FWIW, some input, and my opinion.
On Wed Jan 9 23:14:42 2008, Peter Saint-Andre wrote:
ISSUE #1: Do we need a new namespace?
Description: We have changed things around so radically since
version 1.3 [2] of the spec that maybe we need a new namespace (as
we did for the Entity Time protocol).
Discussion: Yes we could do this, but then we'd have two separate
entity capabilities notations in every presence notification that
every user sent over the network, thus violating one of the
requirements of XEP-0115 ("minimize network impact"). Therefore we
have bent over backwards to not define a new namespace.

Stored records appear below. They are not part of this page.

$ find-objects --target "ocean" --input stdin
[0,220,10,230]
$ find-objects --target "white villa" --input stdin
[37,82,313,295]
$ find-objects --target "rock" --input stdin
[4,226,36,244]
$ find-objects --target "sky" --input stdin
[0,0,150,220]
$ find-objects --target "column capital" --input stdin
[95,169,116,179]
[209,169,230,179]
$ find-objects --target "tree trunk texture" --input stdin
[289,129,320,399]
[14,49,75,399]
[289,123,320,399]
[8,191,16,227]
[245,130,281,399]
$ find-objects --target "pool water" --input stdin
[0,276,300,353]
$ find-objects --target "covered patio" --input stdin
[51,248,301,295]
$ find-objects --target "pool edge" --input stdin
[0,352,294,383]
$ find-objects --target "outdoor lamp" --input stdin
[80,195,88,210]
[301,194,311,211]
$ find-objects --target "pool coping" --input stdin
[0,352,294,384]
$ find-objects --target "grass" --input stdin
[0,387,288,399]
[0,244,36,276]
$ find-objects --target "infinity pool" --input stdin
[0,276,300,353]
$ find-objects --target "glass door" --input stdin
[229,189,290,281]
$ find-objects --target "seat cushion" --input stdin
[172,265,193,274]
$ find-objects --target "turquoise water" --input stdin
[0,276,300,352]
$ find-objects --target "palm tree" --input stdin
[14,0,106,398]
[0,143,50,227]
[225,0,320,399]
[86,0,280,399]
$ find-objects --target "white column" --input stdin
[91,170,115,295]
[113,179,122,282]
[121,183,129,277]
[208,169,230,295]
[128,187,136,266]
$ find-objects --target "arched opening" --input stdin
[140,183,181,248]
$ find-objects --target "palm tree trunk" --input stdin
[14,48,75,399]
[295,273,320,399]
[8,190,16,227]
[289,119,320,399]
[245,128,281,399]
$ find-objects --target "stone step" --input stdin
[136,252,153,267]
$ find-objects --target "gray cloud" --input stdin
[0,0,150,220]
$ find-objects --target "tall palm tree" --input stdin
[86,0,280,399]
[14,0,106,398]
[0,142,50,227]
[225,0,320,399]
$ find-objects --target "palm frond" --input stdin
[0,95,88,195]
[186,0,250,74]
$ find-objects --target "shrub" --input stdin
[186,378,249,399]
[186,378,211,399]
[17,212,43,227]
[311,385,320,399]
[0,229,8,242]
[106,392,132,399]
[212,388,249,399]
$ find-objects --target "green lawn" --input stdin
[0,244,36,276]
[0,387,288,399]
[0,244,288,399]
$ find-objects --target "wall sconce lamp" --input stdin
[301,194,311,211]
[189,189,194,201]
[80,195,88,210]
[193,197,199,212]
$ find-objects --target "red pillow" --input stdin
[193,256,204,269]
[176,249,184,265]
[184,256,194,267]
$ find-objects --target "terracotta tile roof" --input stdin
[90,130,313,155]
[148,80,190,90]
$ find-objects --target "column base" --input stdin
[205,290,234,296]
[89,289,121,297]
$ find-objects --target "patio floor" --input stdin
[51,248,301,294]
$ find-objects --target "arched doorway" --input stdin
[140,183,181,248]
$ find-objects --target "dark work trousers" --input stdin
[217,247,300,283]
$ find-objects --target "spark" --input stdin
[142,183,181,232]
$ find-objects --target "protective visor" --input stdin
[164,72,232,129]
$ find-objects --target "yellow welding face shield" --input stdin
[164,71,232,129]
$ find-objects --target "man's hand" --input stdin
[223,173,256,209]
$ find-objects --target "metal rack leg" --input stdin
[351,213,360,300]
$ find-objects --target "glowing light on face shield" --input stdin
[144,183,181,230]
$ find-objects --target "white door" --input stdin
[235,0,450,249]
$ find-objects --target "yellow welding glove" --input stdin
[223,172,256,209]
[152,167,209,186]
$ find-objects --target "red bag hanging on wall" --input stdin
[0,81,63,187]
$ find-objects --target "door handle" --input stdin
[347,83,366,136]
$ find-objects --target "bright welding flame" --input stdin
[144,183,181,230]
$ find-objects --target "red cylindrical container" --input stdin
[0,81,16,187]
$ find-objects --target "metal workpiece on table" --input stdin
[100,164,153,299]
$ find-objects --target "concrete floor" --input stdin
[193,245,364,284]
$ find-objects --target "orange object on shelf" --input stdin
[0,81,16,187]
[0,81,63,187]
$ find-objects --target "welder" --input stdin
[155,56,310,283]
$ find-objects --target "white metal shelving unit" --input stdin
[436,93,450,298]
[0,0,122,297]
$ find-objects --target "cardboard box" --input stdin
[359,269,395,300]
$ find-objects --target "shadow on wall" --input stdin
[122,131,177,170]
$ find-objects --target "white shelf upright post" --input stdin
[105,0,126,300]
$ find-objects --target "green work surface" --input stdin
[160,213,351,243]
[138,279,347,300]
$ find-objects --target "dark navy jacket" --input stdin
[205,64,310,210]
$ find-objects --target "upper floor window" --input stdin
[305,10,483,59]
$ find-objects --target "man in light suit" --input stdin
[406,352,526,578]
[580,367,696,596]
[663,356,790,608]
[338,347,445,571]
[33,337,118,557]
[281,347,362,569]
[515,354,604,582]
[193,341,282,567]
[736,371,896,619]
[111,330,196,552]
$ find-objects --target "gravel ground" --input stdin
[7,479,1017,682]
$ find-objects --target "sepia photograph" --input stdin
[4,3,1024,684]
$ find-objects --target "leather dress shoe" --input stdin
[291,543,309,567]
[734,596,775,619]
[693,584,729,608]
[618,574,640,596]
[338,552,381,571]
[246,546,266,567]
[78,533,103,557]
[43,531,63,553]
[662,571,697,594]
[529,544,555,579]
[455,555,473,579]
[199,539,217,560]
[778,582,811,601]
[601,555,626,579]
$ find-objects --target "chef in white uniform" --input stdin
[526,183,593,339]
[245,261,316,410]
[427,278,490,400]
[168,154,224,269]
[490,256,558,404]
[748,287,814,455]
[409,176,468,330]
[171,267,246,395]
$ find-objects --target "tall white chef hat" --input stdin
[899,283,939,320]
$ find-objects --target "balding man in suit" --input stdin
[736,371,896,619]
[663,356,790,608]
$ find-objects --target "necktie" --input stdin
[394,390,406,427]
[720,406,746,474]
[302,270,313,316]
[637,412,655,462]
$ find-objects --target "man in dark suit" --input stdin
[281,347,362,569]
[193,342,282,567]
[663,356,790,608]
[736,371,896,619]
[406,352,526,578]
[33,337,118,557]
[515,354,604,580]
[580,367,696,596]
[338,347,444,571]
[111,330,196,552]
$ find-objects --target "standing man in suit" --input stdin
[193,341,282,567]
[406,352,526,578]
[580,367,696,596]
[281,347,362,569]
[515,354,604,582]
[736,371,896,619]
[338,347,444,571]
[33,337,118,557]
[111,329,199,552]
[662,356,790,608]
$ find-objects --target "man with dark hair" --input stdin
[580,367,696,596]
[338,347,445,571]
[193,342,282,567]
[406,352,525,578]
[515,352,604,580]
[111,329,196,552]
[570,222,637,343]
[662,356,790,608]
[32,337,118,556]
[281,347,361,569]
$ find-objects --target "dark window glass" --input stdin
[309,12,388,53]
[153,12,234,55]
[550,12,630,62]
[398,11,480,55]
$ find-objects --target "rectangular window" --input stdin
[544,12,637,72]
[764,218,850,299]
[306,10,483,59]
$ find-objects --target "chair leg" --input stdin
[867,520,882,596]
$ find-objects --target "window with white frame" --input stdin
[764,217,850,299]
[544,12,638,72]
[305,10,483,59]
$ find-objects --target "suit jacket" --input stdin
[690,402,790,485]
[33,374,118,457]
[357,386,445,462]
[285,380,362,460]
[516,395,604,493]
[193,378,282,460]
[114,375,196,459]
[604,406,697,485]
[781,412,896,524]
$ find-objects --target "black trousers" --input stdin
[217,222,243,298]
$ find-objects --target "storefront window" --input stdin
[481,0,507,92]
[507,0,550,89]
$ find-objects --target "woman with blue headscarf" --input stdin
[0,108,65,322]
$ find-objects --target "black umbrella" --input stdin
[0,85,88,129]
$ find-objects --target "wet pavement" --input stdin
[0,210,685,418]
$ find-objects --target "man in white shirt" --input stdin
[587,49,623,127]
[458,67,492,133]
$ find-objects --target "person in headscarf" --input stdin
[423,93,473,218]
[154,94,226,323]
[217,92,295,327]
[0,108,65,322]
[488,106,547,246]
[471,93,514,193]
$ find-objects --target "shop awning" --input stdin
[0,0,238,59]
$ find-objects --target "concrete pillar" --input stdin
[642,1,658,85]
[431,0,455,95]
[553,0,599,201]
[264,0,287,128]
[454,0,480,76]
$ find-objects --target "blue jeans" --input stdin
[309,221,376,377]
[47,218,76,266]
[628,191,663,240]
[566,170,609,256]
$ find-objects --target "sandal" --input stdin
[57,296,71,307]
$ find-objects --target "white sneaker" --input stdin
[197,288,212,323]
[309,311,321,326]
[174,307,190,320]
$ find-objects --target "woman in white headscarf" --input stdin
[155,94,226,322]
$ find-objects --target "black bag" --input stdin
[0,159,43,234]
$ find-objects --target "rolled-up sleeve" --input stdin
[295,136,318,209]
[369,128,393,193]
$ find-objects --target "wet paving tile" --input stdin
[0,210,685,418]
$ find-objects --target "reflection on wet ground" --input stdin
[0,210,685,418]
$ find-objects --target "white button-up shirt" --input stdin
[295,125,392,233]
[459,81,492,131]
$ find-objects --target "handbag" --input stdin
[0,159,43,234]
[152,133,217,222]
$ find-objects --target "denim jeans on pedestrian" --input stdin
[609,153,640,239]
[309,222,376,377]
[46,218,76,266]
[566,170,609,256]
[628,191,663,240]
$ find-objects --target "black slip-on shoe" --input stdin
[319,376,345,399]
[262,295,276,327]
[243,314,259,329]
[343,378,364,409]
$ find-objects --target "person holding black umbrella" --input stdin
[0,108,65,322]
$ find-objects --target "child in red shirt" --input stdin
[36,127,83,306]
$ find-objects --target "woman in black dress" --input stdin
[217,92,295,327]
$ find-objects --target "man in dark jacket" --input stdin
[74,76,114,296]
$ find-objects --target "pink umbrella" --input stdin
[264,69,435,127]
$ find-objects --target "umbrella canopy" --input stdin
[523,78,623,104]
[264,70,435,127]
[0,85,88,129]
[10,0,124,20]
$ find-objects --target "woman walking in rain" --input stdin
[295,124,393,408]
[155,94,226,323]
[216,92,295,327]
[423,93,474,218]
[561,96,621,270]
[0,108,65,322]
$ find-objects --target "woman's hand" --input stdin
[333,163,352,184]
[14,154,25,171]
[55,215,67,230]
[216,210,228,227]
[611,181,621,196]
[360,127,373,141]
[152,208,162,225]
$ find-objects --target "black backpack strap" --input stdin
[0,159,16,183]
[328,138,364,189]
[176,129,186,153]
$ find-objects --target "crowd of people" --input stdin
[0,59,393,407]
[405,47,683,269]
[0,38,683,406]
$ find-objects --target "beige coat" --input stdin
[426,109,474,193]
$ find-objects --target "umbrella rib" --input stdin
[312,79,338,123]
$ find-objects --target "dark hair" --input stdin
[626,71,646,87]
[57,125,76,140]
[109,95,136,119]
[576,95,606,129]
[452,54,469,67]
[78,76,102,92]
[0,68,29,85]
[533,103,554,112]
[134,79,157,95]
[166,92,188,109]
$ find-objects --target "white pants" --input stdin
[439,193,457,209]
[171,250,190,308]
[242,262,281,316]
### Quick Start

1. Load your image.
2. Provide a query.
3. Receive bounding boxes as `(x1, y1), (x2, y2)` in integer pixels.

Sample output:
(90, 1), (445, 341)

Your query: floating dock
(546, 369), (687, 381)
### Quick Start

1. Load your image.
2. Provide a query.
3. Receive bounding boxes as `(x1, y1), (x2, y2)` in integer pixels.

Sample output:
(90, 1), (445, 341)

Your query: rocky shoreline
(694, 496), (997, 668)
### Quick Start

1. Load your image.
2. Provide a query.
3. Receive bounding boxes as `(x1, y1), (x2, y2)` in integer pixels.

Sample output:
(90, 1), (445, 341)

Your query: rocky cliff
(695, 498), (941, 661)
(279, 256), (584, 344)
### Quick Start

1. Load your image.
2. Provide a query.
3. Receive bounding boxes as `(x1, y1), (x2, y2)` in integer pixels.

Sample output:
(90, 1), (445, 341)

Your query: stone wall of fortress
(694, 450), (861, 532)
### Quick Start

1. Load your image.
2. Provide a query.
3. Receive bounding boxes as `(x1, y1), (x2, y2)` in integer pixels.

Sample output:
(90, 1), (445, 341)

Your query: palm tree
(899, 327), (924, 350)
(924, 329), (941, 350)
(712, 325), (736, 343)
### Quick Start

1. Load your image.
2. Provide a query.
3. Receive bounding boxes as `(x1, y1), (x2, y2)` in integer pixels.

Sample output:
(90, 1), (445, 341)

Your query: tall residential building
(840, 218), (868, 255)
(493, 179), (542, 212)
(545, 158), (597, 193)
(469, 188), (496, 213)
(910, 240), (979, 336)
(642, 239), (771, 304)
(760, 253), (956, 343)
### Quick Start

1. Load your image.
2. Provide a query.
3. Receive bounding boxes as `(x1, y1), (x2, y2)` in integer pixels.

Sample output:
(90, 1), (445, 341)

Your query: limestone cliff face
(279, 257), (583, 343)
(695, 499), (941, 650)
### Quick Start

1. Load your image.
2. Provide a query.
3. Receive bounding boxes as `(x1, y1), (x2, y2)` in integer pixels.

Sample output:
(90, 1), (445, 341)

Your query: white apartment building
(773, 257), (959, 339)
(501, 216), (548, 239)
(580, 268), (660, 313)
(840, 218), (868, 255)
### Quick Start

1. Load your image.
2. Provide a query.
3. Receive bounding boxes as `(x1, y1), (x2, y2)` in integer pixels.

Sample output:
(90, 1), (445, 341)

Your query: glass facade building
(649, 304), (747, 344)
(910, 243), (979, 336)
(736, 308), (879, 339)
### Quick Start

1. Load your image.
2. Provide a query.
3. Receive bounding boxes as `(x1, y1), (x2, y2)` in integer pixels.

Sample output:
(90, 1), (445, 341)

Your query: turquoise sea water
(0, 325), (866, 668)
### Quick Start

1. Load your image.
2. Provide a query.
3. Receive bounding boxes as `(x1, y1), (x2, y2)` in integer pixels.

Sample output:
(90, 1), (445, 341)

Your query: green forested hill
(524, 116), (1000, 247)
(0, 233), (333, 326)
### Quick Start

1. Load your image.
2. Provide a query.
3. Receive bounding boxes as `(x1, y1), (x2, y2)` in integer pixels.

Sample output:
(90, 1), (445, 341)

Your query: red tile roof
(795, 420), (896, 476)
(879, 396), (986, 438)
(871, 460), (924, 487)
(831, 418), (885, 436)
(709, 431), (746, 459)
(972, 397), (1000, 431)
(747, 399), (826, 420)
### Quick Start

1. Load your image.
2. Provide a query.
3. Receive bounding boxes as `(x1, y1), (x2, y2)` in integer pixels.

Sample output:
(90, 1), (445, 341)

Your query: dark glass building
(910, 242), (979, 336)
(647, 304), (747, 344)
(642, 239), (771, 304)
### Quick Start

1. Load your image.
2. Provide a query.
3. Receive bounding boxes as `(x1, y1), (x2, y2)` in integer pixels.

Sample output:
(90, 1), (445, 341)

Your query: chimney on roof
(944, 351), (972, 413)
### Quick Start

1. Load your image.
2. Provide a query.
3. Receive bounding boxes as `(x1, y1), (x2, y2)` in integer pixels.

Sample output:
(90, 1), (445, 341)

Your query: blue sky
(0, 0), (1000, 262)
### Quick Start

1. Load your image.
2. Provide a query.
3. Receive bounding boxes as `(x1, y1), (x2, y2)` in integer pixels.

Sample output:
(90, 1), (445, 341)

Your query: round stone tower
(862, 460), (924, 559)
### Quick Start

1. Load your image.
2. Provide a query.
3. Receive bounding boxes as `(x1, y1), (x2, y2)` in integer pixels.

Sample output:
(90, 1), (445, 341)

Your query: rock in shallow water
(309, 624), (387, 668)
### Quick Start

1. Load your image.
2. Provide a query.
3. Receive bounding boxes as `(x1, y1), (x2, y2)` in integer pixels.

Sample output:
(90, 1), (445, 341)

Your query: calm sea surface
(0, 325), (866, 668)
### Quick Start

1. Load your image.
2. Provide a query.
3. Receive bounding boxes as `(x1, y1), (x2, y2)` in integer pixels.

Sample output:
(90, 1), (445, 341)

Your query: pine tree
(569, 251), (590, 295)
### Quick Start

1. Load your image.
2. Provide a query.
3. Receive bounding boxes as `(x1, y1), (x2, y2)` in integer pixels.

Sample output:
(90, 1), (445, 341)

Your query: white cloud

The result
is not the prettiest protocol in the world, but it doesn't break
anything.
My conclusion: I am opposed to defining a new namespace.
Equally, with the current design - and I agree it's ugly, and may
offend purists - we have the neat trick that it degrades gracefully
to disco in three key cases:
1) If the sender doesn't understand hashes, and therefore doesn't use
them.
2) If the receiver doesn't understand hashes, and therefore ignores
them.
3) If the sender uses a hash that the receiver doesn't understand,
even though the receiver *does* understand hashes in general.
That latter is key to our "hash agility" story, incidentally, as it
allows graceful fallback in the case where we're forced into using
hash agility.
ISSUE #2: Should the 'v' attribute be REQUIRED?
Description: The 'ver' attribute was REQUIRED in version 1.3 [2] of
the spec. In a late change made to version 1.4 [3] of the spec
during the Council meeting at which version 1.4 was approved, we
suggested that the value of the 'node' should be
"ProductURL#ProductVersion" (e.g., "http://psi-im.org/#0.11") but
we agreed that this would *not* be REQUIRED or even officially
RECOMMENDED. In the proposed version 1.5 [4] of the spec, we added
a new attribute 'v' to encapsulate the software version, but it is
only RECOMMENDED, *not* REQUIRED.
Discussion: Some people on the list objected strenuously to the
late change made to version 1.4 [3] which suggested that the 'node'
attribute should encapsulate the ProductVersion. Therefore the list
consensus was that the 'node' attribute should be the ProductURL
not including the ProductVersion, and that we would define a new
attribute 'v' to communicate the ProductVersion; however, the list
consensus was that this attribute would *not* be REQUIRED but
instead only RECOMMENDED (some people argued for making it OPTIONAL
or removing it altogether, but we settled on RECOMMENDED).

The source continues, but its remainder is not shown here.